Comment financer son installation de chauffage ?

Plusieurs aides publiques permettent d’alléger cette charge et de favoriser l’installation d’équipements plus performants.

MaPrimeRénov’

MaPrimeRénov’ (4)(Note de bas de page) est une aide adressée aux ménages modestes à intermédiaires. Elle permet de financer une partie des travaux de rénovation énergétique en fonction des revenus du foyer. En 2025, cette aide couvre jusqu’à :

  • 10 000 € pour un système solaire combiné
  • 7 000 € pour une chaudière à granulés
  • 5 000 € pour une pompe à chaleur air-eau​

Accessible aux propriétaires occupants et bailleurs, cette prime encourage l’installation de solutions plus performantes et plus écologiques.

La Prime Énergie : un dispositif cumulabl

Délivrée par les fournisseurs d’énergie dans le cadre des Certificats d’Économie d’Énergie (CEE) (5)(Note de bas de page), la Prime Énergie permet de financer jusqu’à 4 185 € pour une pompe à chaleur air-eau et 4 000 € pour une chaudière à granulés​. Elle peut être combinée avec MaPrimeRénov’ pour réduire encore le coût des travaux.

L’éco-PTZ : un prêt avantageux

L’éco-prêt à taux zéro (éco-PTZ) (6)(Note de bas de page) offre un financement sans intérêt pour les travaux de rénovation énergétique. Il peut atteindre 50 000 € pour un bouquet de travaux et est remboursable sur 20 ans​. Il s’agit d’un prêt aidé accessible sans conditions de ressources. 

Le chèque énergie et la TVA réduite

Le chèque énergie (7)(Note de bas de page) est versé automatiquement aux ménages les plus modestes.

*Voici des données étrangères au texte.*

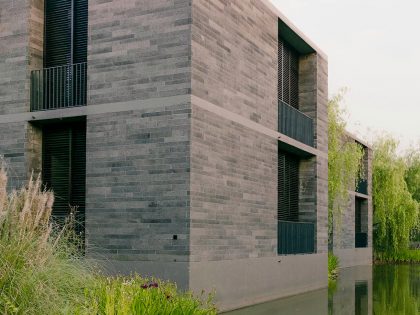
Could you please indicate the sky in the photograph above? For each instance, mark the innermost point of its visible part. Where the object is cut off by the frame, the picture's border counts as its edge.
(373, 49)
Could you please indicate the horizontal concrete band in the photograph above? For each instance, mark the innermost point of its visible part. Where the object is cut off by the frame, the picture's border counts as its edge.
(220, 111)
(153, 103)
(95, 109)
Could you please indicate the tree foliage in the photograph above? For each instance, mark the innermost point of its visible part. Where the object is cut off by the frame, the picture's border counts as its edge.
(395, 210)
(412, 173)
(345, 161)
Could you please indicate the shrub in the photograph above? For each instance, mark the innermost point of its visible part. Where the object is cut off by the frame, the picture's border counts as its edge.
(333, 263)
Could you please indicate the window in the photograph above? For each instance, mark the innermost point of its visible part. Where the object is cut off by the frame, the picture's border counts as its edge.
(66, 25)
(64, 169)
(288, 74)
(360, 220)
(288, 187)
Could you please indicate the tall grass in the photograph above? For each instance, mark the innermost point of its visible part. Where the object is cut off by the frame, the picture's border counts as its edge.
(407, 256)
(41, 271)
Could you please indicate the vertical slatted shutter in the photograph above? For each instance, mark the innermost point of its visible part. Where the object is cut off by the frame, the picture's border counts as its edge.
(358, 215)
(288, 74)
(66, 28)
(288, 187)
(80, 31)
(64, 169)
(58, 31)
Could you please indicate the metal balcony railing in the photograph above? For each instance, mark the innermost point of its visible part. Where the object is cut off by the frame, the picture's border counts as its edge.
(59, 87)
(296, 238)
(362, 186)
(295, 124)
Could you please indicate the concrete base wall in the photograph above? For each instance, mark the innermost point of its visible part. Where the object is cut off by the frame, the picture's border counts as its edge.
(354, 257)
(243, 282)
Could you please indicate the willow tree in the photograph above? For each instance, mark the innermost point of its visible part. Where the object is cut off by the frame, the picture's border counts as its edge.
(395, 210)
(412, 178)
(345, 162)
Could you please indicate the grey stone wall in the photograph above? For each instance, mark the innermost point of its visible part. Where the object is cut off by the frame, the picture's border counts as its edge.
(233, 190)
(321, 143)
(138, 50)
(137, 199)
(234, 57)
(14, 39)
(344, 227)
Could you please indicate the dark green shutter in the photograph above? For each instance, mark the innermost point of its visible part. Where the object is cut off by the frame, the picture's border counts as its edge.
(64, 169)
(288, 74)
(66, 29)
(288, 187)
(80, 31)
(58, 32)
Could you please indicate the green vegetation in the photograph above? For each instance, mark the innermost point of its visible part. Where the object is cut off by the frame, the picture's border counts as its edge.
(333, 264)
(399, 257)
(412, 178)
(345, 163)
(395, 210)
(42, 273)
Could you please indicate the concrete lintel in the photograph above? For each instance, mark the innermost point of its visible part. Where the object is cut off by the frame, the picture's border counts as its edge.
(354, 256)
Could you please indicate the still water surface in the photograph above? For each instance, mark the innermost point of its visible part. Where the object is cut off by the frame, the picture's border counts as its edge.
(365, 290)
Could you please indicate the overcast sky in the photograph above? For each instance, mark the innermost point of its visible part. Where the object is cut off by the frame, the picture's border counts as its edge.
(373, 49)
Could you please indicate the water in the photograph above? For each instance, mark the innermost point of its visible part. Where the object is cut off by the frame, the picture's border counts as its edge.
(364, 290)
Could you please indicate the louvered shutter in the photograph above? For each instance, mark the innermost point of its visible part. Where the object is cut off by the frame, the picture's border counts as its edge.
(80, 31)
(64, 169)
(288, 187)
(288, 74)
(57, 33)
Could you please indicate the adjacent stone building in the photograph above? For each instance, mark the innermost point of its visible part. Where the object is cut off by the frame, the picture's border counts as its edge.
(190, 134)
(352, 234)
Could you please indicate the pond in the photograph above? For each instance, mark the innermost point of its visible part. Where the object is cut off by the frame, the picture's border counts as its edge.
(363, 290)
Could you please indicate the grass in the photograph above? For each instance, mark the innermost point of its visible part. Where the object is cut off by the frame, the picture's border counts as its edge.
(41, 271)
(408, 256)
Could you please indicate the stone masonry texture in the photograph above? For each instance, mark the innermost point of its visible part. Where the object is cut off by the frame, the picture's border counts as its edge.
(173, 181)
(344, 229)
(233, 190)
(138, 49)
(138, 166)
(234, 169)
(234, 58)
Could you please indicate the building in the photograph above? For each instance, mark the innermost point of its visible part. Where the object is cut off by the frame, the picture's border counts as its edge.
(190, 134)
(352, 234)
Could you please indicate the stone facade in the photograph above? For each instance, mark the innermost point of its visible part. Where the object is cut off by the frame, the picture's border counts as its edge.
(344, 234)
(182, 140)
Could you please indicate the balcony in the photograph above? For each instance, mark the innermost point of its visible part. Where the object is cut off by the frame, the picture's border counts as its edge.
(295, 124)
(296, 238)
(59, 87)
(362, 186)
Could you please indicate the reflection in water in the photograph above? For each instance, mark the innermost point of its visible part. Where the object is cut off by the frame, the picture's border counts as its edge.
(381, 290)
(396, 290)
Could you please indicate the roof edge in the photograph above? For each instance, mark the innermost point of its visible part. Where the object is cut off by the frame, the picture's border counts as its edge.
(298, 32)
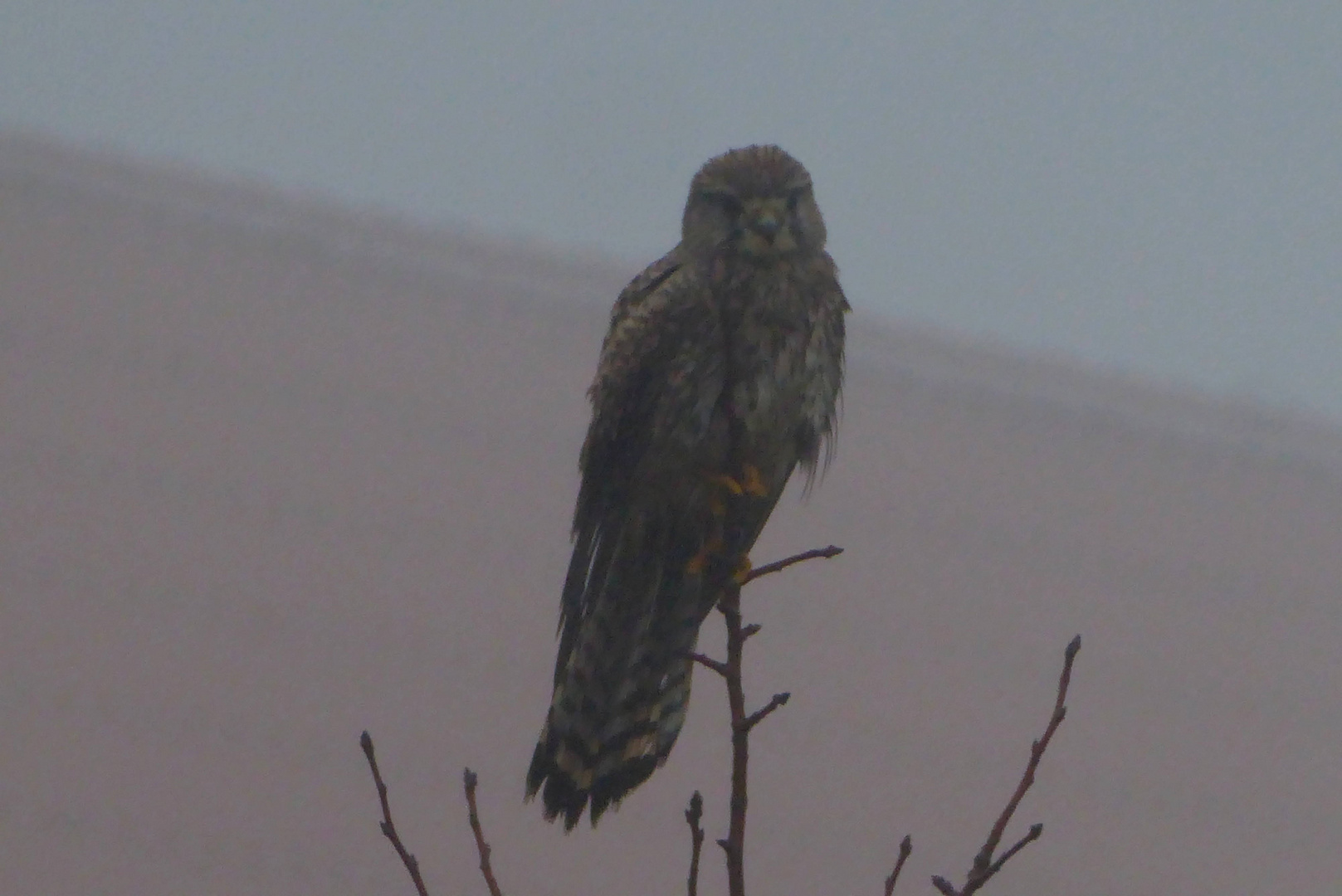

Il s’agit d’un coup de pouce financier qui permet de payer des factures ou d’investir dans un équipement plus performant. Son montant varie entre 48 et 277 €​. 

Enfin, la TVA réduite à 5,5% (8)(Note de bas de page)  (contre 20%) est applicable aux travaux d’amélioration énergétique, elle allège le coût de l’installation et de la main-d’œuvre.

Malgré toutes les aides prévues pour vous aider à passer à un mode de chauffage plus écologique, un reste à charge des frais d’installation reste possible. Dans ce cas-là, vous avez la possibilité de souscrire un prêt personnel travaux pour financer les dépenses restantes.